I discussed it in my last blog on why this is so important.
The human resources industry for decades has been trying to get validation in the C-suite, let alone at the board level. The vocabulary of the CCO, CFO and COO is in business terms and those terms are well established, clear and concise. KPIs (key performance indicators) are not that.
There is tremendous confusion around what exactly is a KPI and a wide variety of definitions, and rightly so. From Wikipedia:
KPIs can be summarized into the following sub-categories:
• Quantitative indicators that can be presented with a number.
• Qualitative indicators that can’t be presented as a number.
• Leading indicators that can predict the outcome of a process.
• Lagging indicators that present the success or failure post hoc.
• Input indicators that measure the amount of resources consumed during the generation of the outcome.
• Process indicators that represent the efficiency or the productivity of the process.
• Output indicators that reflect the outcome or results of the process activities.
• Practical indicators that interface with existing company processes.
• Directional indicators specifying whether an organization is getting better.
• Actionable indicators are sufficiently in an organization’s control to effect change.
• Financial indicators used in performance measurement and when looking at an operating index.

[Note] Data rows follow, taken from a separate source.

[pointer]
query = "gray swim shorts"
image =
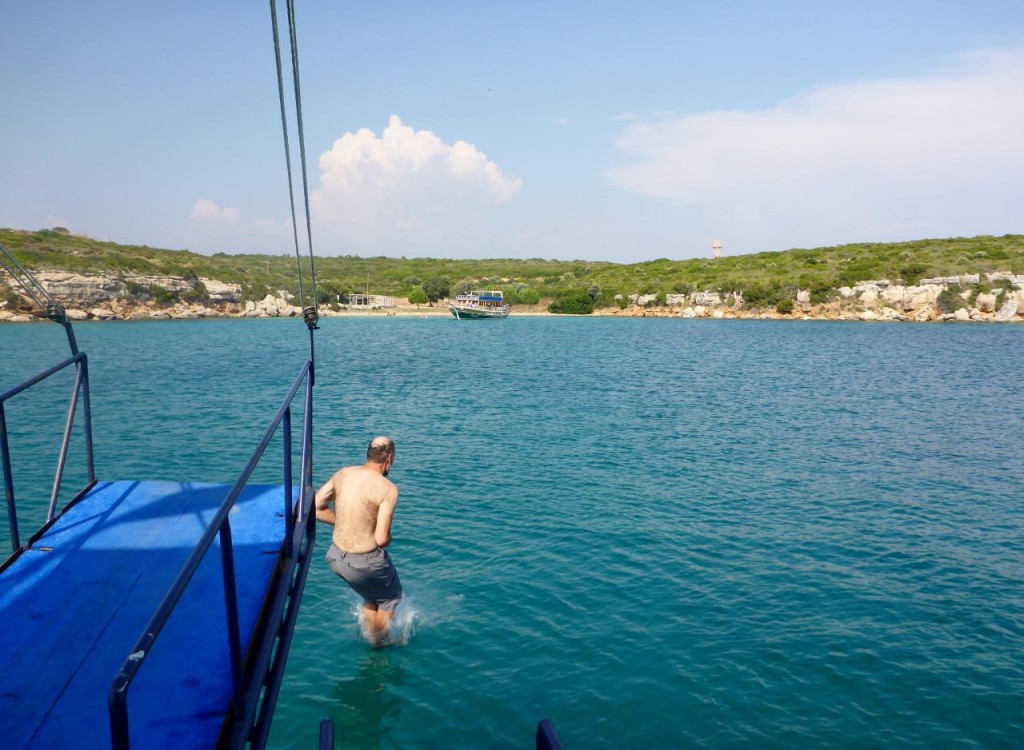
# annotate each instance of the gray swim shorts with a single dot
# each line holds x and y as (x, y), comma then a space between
(372, 575)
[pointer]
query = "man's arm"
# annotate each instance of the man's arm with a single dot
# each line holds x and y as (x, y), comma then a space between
(325, 496)
(382, 532)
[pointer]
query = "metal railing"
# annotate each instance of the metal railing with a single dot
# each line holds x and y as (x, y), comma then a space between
(81, 364)
(256, 680)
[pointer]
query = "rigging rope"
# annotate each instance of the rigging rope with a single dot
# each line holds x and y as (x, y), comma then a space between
(310, 313)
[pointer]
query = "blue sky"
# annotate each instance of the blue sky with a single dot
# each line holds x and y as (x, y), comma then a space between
(621, 131)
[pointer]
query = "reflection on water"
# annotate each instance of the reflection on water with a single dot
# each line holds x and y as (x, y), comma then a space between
(367, 705)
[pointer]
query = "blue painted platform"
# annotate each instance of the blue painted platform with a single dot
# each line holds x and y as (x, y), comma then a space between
(74, 605)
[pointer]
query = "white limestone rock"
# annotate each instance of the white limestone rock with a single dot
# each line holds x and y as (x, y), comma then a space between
(986, 302)
(1008, 311)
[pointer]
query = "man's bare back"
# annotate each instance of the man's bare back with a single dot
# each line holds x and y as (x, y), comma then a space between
(364, 505)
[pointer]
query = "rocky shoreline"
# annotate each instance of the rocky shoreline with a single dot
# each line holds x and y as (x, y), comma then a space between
(116, 298)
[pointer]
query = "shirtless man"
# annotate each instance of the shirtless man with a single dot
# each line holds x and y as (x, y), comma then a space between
(364, 504)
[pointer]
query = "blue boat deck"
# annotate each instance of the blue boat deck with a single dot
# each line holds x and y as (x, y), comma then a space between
(74, 605)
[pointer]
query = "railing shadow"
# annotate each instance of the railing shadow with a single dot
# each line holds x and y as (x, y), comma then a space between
(249, 714)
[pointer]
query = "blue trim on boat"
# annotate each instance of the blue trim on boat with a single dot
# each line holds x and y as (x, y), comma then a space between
(74, 603)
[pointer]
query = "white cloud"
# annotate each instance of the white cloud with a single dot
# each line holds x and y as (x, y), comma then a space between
(894, 159)
(406, 192)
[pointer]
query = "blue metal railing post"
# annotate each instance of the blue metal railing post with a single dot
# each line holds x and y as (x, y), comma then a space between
(65, 443)
(245, 700)
(81, 386)
(87, 418)
(287, 441)
(231, 607)
(8, 482)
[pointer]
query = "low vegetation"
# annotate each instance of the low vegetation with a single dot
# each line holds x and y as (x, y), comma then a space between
(766, 280)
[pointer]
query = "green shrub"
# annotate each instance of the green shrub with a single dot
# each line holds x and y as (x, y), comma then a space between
(571, 301)
(529, 296)
(949, 299)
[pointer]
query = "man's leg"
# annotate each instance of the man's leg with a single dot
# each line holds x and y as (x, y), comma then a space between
(378, 621)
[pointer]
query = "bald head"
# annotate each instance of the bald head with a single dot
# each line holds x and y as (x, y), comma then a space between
(380, 450)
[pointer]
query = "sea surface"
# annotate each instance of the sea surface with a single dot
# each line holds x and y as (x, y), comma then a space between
(656, 533)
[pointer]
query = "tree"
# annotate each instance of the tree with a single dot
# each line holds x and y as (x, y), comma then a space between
(437, 288)
(529, 296)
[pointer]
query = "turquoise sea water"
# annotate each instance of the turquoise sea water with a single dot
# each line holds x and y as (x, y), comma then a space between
(657, 533)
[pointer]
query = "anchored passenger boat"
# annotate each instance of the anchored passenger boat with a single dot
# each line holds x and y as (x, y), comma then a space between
(473, 305)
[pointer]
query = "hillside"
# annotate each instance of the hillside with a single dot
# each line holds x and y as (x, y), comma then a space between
(765, 277)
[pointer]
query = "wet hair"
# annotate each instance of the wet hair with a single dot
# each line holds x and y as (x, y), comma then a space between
(380, 450)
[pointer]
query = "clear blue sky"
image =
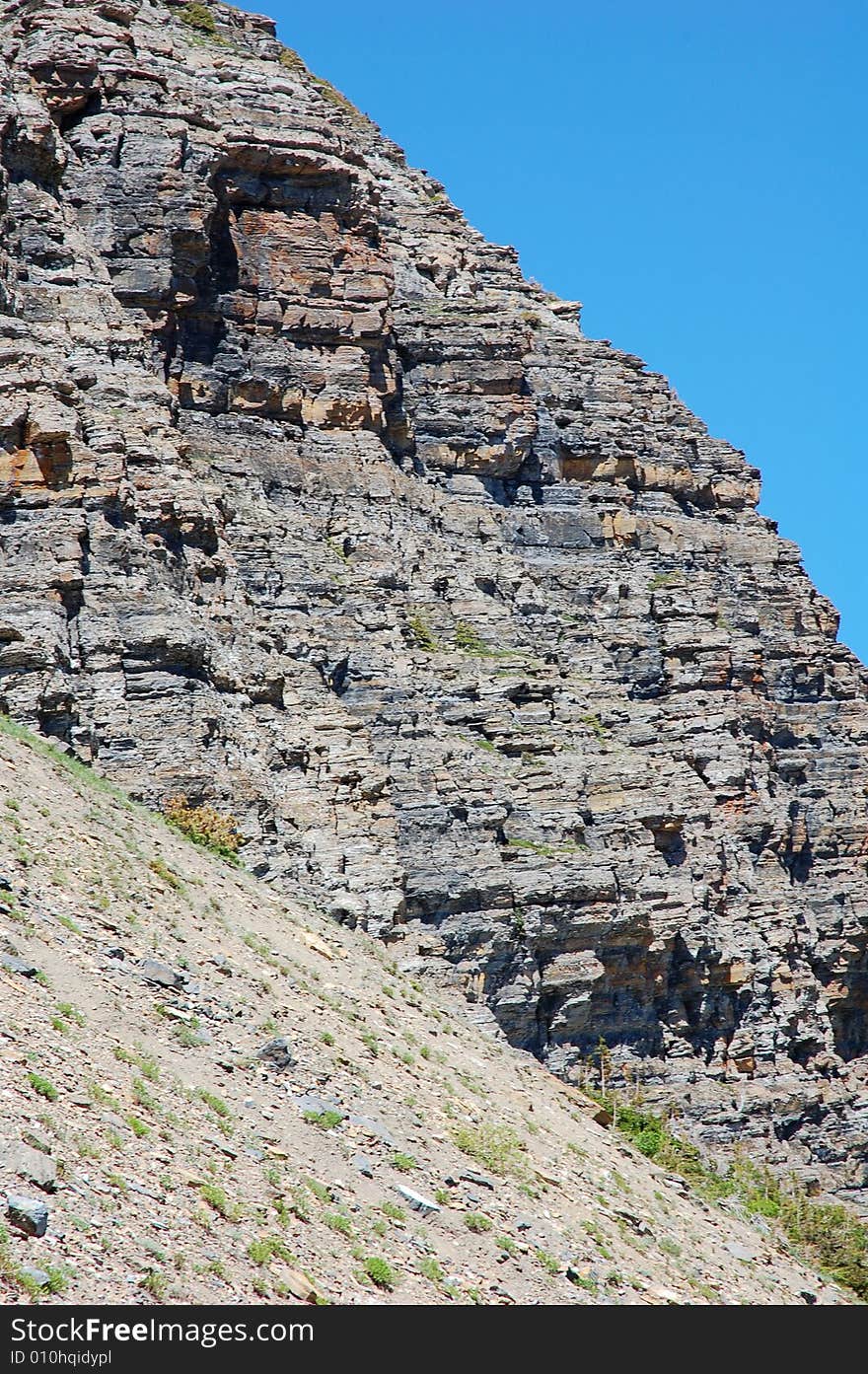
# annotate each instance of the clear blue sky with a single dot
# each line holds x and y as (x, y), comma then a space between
(695, 172)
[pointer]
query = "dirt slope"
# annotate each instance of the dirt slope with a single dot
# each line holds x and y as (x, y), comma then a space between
(189, 1168)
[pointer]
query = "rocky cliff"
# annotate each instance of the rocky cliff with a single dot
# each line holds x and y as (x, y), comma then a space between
(312, 507)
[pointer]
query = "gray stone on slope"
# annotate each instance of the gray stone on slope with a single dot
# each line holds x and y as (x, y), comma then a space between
(28, 1163)
(163, 975)
(277, 1052)
(417, 1201)
(14, 965)
(27, 1215)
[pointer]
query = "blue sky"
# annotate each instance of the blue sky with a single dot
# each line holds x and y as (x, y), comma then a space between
(695, 172)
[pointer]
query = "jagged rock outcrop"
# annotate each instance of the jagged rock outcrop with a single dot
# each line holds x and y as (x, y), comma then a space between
(314, 507)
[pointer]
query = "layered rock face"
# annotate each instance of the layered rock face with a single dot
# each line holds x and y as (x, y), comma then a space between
(311, 506)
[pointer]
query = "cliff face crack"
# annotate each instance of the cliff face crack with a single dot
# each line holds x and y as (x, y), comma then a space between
(314, 507)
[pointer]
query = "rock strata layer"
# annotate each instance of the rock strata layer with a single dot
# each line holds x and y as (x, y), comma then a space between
(312, 507)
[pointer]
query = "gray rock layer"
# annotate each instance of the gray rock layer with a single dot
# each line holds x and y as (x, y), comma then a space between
(312, 507)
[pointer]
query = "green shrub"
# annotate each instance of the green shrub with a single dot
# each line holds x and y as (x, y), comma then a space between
(494, 1146)
(402, 1161)
(326, 1120)
(198, 16)
(380, 1272)
(476, 1222)
(42, 1087)
(217, 1199)
(422, 635)
(205, 826)
(268, 1248)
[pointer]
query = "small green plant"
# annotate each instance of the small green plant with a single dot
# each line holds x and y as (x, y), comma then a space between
(198, 16)
(290, 59)
(219, 1202)
(205, 826)
(548, 1262)
(326, 1120)
(422, 635)
(402, 1161)
(380, 1271)
(430, 1268)
(494, 1146)
(269, 1248)
(42, 1087)
(216, 1104)
(469, 640)
(338, 1222)
(478, 1222)
(142, 1097)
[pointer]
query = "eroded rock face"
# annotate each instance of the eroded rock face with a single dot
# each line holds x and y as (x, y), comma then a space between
(311, 506)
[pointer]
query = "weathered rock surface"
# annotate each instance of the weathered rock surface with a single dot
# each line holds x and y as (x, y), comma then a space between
(314, 507)
(189, 1171)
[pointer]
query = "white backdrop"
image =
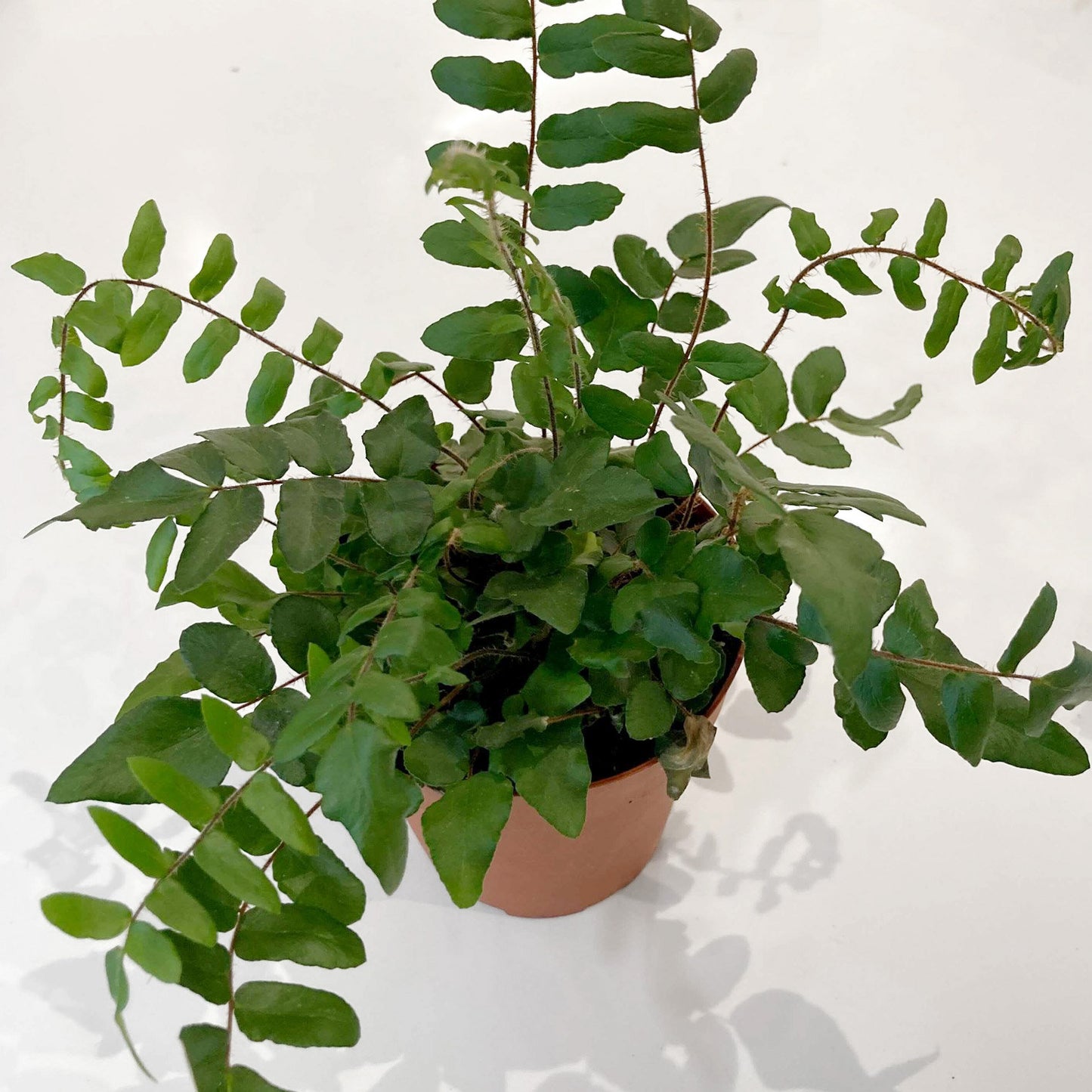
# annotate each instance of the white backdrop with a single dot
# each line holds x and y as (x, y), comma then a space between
(817, 918)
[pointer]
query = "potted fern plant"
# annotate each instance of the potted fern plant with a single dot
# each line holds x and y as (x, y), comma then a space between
(507, 623)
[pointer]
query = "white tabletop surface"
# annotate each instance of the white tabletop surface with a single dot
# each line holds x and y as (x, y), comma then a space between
(817, 917)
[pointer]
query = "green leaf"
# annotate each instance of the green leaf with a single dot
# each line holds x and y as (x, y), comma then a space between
(233, 735)
(562, 208)
(687, 238)
(732, 588)
(469, 380)
(486, 19)
(83, 917)
(321, 343)
(399, 512)
(881, 223)
(649, 711)
(991, 354)
(812, 446)
(309, 520)
(319, 442)
(263, 307)
(227, 865)
(936, 224)
(216, 270)
(206, 354)
(1035, 627)
(551, 772)
(878, 694)
(724, 90)
(809, 301)
(296, 623)
(905, 273)
(816, 379)
(169, 729)
(230, 518)
(613, 495)
(206, 970)
(131, 843)
(832, 562)
(206, 1053)
(1068, 686)
(568, 48)
(166, 785)
(729, 363)
(496, 333)
(704, 31)
(257, 451)
(363, 790)
(295, 1016)
(302, 935)
(153, 951)
(484, 84)
(763, 400)
(1008, 253)
(460, 243)
(552, 690)
(969, 709)
(54, 272)
(149, 328)
(404, 442)
(312, 722)
(616, 413)
(642, 267)
(558, 600)
(657, 461)
(645, 54)
(846, 273)
(674, 14)
(949, 305)
(227, 660)
(270, 388)
(147, 240)
(777, 663)
(812, 240)
(321, 881)
(679, 314)
(603, 134)
(157, 556)
(179, 910)
(461, 830)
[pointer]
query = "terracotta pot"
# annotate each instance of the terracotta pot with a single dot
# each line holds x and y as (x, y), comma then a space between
(539, 873)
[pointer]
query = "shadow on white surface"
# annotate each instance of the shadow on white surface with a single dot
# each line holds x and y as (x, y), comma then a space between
(630, 1003)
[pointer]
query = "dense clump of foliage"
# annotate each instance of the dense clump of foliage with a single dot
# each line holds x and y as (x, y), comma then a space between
(522, 600)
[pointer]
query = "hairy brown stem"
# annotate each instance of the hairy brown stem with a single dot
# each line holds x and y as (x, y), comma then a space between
(708, 279)
(914, 660)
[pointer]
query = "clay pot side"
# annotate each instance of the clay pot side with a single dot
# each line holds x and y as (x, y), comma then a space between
(540, 873)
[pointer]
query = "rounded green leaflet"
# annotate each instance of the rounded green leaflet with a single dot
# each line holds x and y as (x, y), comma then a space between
(227, 660)
(952, 297)
(295, 1016)
(617, 413)
(484, 84)
(263, 307)
(216, 270)
(562, 208)
(724, 90)
(206, 354)
(84, 917)
(147, 240)
(152, 950)
(54, 272)
(270, 388)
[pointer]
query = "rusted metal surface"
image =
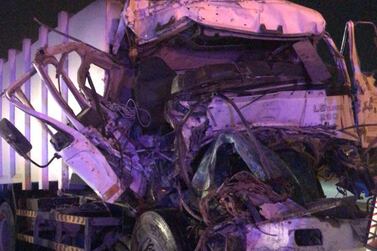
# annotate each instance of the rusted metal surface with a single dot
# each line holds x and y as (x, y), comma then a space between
(234, 130)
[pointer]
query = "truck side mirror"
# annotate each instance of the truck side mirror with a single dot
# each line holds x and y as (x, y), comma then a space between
(14, 137)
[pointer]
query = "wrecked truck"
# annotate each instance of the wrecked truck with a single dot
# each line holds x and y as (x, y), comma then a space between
(218, 124)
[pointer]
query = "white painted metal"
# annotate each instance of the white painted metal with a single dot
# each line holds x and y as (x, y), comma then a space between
(63, 25)
(88, 25)
(26, 49)
(1, 112)
(43, 41)
(12, 116)
(153, 19)
(281, 235)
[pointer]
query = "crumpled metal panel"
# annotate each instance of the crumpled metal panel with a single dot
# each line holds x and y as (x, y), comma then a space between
(336, 234)
(285, 109)
(203, 178)
(151, 20)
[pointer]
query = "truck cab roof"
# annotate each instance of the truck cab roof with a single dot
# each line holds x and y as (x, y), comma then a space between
(152, 20)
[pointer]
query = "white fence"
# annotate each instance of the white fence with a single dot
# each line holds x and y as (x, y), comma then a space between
(94, 25)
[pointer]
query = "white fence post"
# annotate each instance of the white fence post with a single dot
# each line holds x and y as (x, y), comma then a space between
(26, 49)
(43, 40)
(1, 112)
(12, 78)
(63, 24)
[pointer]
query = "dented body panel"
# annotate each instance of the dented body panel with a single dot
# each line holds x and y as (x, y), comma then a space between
(151, 20)
(232, 120)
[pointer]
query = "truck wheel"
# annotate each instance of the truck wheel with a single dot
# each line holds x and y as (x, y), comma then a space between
(7, 228)
(157, 231)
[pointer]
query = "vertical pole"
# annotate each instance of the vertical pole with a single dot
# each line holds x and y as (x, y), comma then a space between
(63, 24)
(26, 48)
(12, 78)
(1, 112)
(43, 40)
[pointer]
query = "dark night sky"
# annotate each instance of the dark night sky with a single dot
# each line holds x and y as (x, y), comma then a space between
(16, 19)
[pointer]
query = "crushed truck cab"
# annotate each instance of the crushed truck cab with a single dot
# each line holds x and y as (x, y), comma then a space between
(222, 116)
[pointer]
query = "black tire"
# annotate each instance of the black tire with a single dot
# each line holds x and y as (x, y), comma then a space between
(157, 230)
(7, 228)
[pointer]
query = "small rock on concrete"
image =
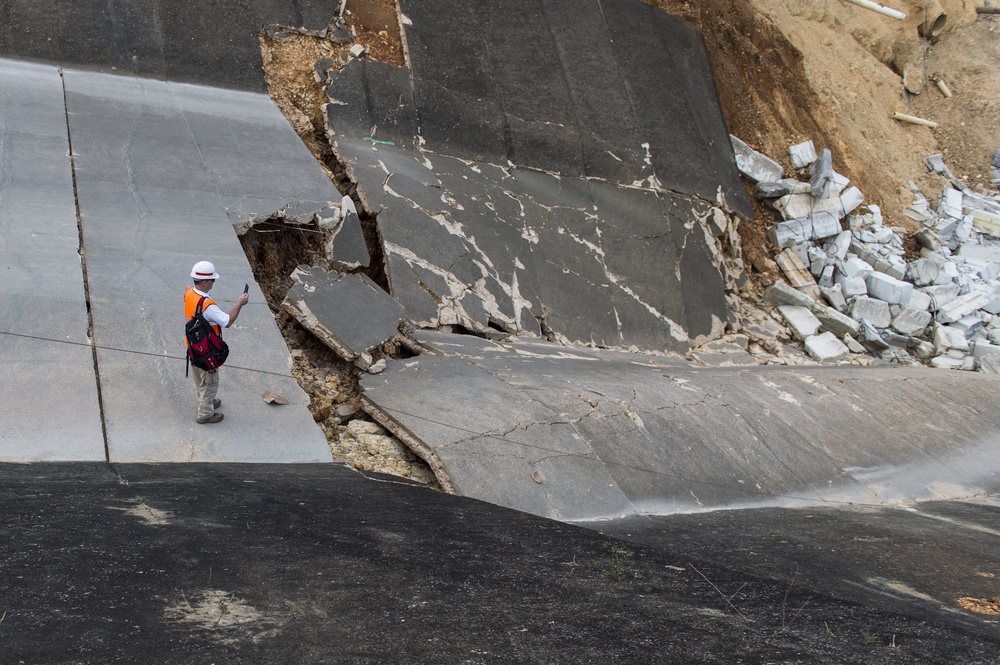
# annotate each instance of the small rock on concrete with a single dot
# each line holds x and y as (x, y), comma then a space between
(800, 320)
(826, 347)
(876, 312)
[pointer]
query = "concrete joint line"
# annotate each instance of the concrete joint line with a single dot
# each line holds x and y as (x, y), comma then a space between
(83, 266)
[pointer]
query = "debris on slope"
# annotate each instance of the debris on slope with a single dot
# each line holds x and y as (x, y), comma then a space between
(855, 284)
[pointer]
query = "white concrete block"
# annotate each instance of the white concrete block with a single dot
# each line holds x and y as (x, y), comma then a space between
(852, 286)
(826, 224)
(919, 300)
(947, 338)
(788, 233)
(962, 306)
(876, 312)
(910, 321)
(826, 347)
(888, 288)
(800, 321)
(754, 165)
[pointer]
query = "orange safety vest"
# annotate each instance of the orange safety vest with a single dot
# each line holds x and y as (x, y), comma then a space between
(191, 299)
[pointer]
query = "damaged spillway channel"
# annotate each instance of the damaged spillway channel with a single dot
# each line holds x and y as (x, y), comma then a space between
(326, 370)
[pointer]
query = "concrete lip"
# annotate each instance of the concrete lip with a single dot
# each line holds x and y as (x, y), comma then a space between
(585, 434)
(316, 563)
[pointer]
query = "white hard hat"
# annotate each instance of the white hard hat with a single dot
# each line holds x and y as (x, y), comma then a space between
(204, 270)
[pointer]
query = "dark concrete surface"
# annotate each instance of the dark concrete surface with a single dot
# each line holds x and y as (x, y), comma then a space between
(195, 42)
(303, 563)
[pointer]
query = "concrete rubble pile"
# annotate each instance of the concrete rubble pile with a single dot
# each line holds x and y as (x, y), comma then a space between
(852, 285)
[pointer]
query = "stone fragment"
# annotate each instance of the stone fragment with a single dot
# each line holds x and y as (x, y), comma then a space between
(852, 286)
(922, 272)
(962, 306)
(780, 293)
(874, 311)
(788, 233)
(928, 239)
(853, 345)
(826, 347)
(834, 296)
(825, 224)
(821, 173)
(851, 199)
(800, 321)
(794, 269)
(889, 289)
(870, 338)
(754, 165)
(910, 321)
(833, 321)
(775, 190)
(947, 338)
(980, 252)
(839, 245)
(950, 203)
(941, 294)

Wow. Clear and concise. Ya think?
When we developed the methodology behind what eventually became Vestrics, we eliminated KPI from our vocabulary. In thinking about following the evidence to an outcome we first looked at leading indicators that linked into business outcomes. Simply stated, leading indicators are those metrics that do not carry a financial value, but show evidence towards a business outcome. A business outcome is defined as one which carries a financial value.
Leading indicators are evidence of things to come such as engagement scores, hire fill rates, performance reviews, numbers of complaints. Business results carry a financial value such as revenue, retention/turnover, workers comp costs, cost avoidance.
When we made this change we saw people from different areas, backgrounds and titles understand these definitions and began to speak the same language, in business terms.
The line of sight to business outcomes becomes so much clearer by eliminating KPI from the vocabulary. Try it in a small group and see what happens – I dare you.